L’égalité entre les hommes et les femmes implique notamment le droit absolu pour ces dernières de disposer de leur corps (contraception, avortement, sexualité avant le mariage, choix du conjoint, refus de l’excision coutumière, etc), de jouir de la liberté d’aller et venir, en s’habillant comme elles le souhaitent dans la seule limite de la décence communément acceptée en France et de l’ordre public, ainsi que de la liberté de travailler dans l’activité de leur choix. Ces droits et libertés font partie de nos valeurs les plus fondamentales.

Soutenir que la loi d’Allah, ou d’un autre Dieu, est supérieure à la loi des hommes, c’est délégitimer tout pouvoir politique élu démocratiquement

Jusqu’à présent, les religions se bornaient à demander à leurs pratiquants de s’abstenir d’y recourir voire, de voter démocratiquement contre leur adoption politique. C’est le jeu démocratique. Il en va autrement lorsque cette contestation se fait par la violence et le fondamentalisme, entendant imposer un renoncement à certaines valeurs par la terreur ou/et l’intimidation. Il doit en aller autrement également lorsque, sur le plan idéologique, ce qui est prôné ouvertement n’est pas seulement une critique de certaines valeurs dont les pratiquants devraient s’abstenir, ce qui est leur droit le plus strict, mais l’instauration d’une théocratie religieuse totalitaire, contraire à la République et à toutes ses valeurs, imposant les siennes à tous les citoyens, quelles que soient leurs convictions.

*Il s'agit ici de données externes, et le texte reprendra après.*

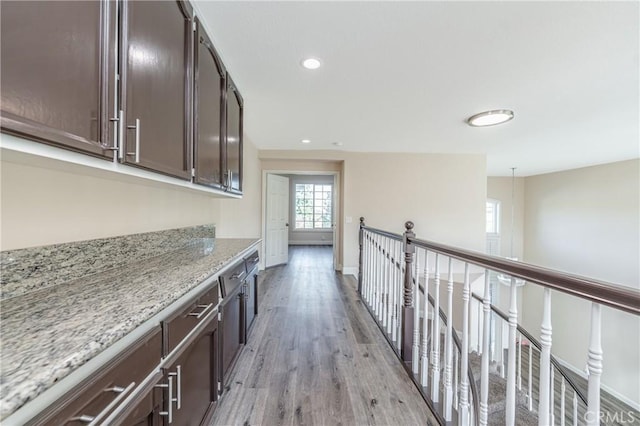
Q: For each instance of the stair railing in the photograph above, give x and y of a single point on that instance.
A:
(390, 270)
(579, 400)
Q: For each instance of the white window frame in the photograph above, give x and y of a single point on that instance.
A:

Soutenir que la loi d’Allah, ou d’un autre Dieu, est supérieure à la loi des hommes, y compris pour gouverner un pays, c’est délégitimer tout pouvoir politique élu démocratiquement, qui ne procéderait pas d’une désignation par les autorités religieuses. C’est donc se prononcer contre la forme républicaine et démocratique du régime politique en France et ceci peut faire encourir aux mouvements qui le prônent une dissolution sur le fondement de la loi du 10 février 1936. C’est en outre une remise en cause de plusieurs dispositions constitutionnelles protégeant l’égalité des sexes : l’article 1er de la Constitution mais aussi son Préambule qui prévoit que « La loi garantit à la femme, dans tous les domaines, des droits égaux à ceux de l’homme». Ainsi, préconiser l’instauration en France de la « Charia », sous le prétexte qu’il s’agirait de la seule loi légitime à régir la vie des français, même non-musulmans, c’est aussi proposer d’anéantir une grande partie des droits fondamentaux, notamment ceux des femmes, que notre Constitution et que nos lois garantissent aujourd’hui.

La loi pénale protectrice de l’égalité des droits, outil de répression du fondamentalisme religieux islamique

La discrimination est définie par l’article 225-1 du code pénal, comme étant notamment : «Toute distinction opérée entre les personnes physiques à raison de leur sexe, de leurs mœurs, de leur orientation sexuelle, de leur situation de famille… de leur appartenance ou de leur non-appartenance vraie ou supposée à une religion déterminée… ».

Mais, en application de l’article 225-2 du code pénal, la discrimination entre les sexes n’est punissable que si elle consiste dans le refus de fourniture d’un bien ou d’un service (refus de vente par exemple), dans l’entrave à l’exercice normal d’une activité économique quelconque, ou dans le refus d’embaucher ou de prendre en stage une femme. Le champ est donc plus réduit pour la discrimination en fonction du sexe que pour la discrimination en fonction de la race ou de la religion.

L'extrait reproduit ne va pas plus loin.